We've all been on first dates, and if you haven't, listen up. The worst thing you can do for yourself and the potential relationship in front of you is be someone you're not. Why? Because if you put a false foot forward, and your date enjoys it, you've now tricked them into thinking they like you, when in reality, they like someone you've become for the moment. If you trap someone, you've trapped them. Congratulations, but what kind of relationship do you now partake in? This isn't one of those game shows where you can choose love or money; at that point you're just hurting someone and not being true to yourself.
So, don't play up attributes you don't have, and don't play down characteristics and interests you do have.
What girls and guys don't seem to understand on a wide scale is that you're either going to be with the person you're on a date with, or you're not. You could be looking at the person you'll be in love with for the rest of your life, or someone you'll never see again. So take a nice big gulp of that honest tea and settle yourself in.
It also seems lost on people that there is indeed an in between. You could find a close friend in this entertaining lunch where you both ordered salads and have no remorse for it. Not every person you meet is going to be “the one”, but that is no reason to discount them as a person or put them in a position where they can’t be a good friend to you and you to them. Something attracted you to this person and while it may have been their looks or their interest in a venti frappuccino with soy, a pump of vanilla and an extra shot (no whip), they don't have to drop from future husband or wife to a story you tell your friends when the week is up.
The person you're out on a date with has already given you the opportunity to show more of yourself, there’s no reason to be secretive here. If you've actually made it to the date, you have come farther along than you might think. There are many an exit before the two of you make it here, so when you sit down or lean against the bar and take a look at your date, take a deep breath. They're at least sort of into you or you wouldn't be this far. It’s also a great reason to speak your mind and feel a bit more comfortable. Don't go hiding yourself and acting sheepish when they are here to know more about you.

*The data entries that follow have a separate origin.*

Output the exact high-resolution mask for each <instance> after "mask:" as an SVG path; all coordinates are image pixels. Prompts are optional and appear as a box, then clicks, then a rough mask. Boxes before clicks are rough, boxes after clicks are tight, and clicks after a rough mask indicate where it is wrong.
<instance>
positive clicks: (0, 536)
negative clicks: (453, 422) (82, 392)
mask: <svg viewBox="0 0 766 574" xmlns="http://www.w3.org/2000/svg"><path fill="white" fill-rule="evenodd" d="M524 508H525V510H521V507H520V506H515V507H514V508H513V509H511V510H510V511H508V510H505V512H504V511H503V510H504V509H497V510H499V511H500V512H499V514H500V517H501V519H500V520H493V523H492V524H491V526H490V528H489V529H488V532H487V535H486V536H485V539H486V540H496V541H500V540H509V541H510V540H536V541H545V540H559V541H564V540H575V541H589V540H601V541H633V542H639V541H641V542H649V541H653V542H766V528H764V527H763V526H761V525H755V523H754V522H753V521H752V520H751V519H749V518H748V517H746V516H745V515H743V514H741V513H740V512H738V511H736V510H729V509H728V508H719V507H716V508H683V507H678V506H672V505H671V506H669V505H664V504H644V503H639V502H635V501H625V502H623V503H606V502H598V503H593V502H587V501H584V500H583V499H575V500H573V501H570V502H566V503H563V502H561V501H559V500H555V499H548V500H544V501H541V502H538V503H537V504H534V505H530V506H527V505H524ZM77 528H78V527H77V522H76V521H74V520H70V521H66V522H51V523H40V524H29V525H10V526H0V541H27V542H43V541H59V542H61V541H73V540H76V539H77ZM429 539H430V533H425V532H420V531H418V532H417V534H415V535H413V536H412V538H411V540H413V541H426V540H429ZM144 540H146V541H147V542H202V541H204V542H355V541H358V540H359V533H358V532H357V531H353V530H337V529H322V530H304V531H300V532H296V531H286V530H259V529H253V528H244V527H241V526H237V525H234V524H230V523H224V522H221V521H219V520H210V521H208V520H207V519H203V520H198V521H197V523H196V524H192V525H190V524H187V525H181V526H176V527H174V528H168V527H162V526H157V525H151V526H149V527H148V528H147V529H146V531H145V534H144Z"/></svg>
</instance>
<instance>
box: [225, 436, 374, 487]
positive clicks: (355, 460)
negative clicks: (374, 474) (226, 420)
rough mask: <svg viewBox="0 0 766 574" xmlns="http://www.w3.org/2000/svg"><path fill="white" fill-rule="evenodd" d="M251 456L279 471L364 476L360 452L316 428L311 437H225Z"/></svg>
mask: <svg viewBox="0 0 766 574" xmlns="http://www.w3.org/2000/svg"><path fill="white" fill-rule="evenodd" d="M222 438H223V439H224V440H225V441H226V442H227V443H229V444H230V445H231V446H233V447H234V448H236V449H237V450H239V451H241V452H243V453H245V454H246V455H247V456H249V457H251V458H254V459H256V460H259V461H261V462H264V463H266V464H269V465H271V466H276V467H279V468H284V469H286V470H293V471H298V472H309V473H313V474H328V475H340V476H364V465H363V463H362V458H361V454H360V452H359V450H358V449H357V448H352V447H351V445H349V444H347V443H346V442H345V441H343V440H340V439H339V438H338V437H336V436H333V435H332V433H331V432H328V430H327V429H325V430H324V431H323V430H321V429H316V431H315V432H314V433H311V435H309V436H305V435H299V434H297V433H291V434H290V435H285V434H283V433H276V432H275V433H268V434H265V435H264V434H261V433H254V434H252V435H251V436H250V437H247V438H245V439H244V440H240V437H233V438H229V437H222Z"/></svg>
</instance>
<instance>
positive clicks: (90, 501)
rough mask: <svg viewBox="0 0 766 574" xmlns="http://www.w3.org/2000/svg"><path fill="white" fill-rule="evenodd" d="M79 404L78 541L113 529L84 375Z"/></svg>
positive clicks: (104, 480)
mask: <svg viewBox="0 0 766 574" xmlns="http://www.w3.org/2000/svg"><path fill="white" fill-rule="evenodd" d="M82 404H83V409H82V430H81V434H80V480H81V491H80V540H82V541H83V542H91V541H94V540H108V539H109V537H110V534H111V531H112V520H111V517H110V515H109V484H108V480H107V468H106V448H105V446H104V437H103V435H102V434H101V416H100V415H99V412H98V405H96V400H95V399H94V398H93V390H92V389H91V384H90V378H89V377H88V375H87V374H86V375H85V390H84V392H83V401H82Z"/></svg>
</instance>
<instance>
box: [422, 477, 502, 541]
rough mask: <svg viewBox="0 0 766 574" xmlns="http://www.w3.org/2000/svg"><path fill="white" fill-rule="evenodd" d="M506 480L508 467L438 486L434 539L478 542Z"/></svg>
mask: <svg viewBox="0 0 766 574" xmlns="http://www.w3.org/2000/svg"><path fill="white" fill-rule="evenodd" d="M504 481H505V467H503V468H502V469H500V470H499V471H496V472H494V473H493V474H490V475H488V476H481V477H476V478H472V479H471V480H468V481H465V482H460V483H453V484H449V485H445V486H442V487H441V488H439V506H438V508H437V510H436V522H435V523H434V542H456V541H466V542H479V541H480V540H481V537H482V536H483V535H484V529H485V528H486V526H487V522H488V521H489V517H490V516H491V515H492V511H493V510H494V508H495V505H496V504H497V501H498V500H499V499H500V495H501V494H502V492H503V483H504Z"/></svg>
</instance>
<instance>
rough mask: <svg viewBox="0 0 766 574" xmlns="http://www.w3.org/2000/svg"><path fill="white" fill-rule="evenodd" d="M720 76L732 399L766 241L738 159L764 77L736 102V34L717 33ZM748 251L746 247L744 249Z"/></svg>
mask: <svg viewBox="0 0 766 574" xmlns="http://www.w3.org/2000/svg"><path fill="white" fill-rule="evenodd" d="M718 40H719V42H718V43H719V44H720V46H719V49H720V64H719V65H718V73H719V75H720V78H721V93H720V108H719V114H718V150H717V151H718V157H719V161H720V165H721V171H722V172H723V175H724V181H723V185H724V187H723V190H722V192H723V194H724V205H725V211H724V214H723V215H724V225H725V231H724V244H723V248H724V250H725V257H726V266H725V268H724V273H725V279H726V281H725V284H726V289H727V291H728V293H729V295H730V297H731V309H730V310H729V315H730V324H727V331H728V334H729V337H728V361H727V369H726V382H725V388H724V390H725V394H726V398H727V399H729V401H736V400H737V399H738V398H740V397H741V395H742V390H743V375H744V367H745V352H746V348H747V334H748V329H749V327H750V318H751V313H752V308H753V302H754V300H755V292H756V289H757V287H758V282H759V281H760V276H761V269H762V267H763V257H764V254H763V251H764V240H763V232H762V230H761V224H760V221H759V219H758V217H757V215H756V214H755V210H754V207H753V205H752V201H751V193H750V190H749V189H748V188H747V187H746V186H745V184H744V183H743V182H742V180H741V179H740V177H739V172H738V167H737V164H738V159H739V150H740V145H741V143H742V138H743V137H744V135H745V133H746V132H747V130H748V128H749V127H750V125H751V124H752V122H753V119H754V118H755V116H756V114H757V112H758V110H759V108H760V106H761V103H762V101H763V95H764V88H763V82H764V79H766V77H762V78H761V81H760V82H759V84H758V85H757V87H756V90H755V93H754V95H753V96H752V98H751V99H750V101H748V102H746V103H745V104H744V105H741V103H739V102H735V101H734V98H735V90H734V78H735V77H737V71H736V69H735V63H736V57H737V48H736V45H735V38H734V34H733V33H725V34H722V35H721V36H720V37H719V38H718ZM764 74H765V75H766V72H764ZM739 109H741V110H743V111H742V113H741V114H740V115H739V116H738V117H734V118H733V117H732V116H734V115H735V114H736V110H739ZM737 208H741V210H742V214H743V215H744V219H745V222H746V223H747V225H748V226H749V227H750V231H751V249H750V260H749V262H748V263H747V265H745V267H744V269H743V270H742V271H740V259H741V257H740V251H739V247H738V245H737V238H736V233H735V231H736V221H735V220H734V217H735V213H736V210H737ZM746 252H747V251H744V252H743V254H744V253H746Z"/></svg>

You also have a license to bit quirky. First dates can be weird, awkward and slightly uncomfortable. For me, that doesn't really happen. But, I hear that’s true for some people ... Being awkward is cute if you've made it to the point where you can admit that you're nervous or that you lack that bone that somehow makes you comfortable in generally weird situations. The concept of a date is ancient and strange, but there you are. So, hike up your hoop skirt and get ready for a good time.
If you're just not that into the other person, don't fake it. There’s nothing more awkward than getting all the way through a date, thinking everything went smoothly when the mood changes and suddenly it's all about getting home and snuggling up with your best cabernet to soothe your ego into thinking, It’s them, not me. Right, sauvignon?
If you're taking someone out, gentlemen AND ladies, part of respecting the date and the person you're with is paying for the date you asked them to go on with you. While it is polite for the other person to offer, and acceptable to take them up on it if need be. It is massively uncool to get the bill and slap the person with a, “so, are we splitting this?” Even if it wasn’t the date you pictured, and you’re going home with an unfortunate feeling, maintain your respectful nature and pay for the date you asked for.
Finally, and potentially most importantly: the post-date struggle is not a struggle, it is in your head. If you are the girl that asks your friends about every text and takes your mom’s advice on how to respond, STOP. Oh my god. Stop. Your friends may love you anyway, but they want you to stand on your own and figure it out. Want to text them? Text them. Want to call them? Call them. Don’t? Don’t. When it comes to what to say, the only person that knows how you feel and what you’re thinking is you. So quit dragging people into your relationship when it should be between you and your friend/significant other/dude on the other end of the technology.
Okay, so in the nitty-gritty of things there might be 50 ways to screw up your first, second or third date. But at least you don’t have to play games and pretend to be someone or something you’re not. The worst that could happen is he or she doesn’t like you, but whose fault is that if you don’t even put your true self out their in the first place. Take a chance and keep taking a chance because it would really put your knickers in a twist to find out you already met the person of your dreams but weren't yourself enough to keep them around. If you remember nothing else, whether it’s a candlelit dinner, a coffee in the park, a hike, a painting class, a pottery tutorial or a rock concert, you’re never fully dressed without a smile ... and underwear, definitely underwear.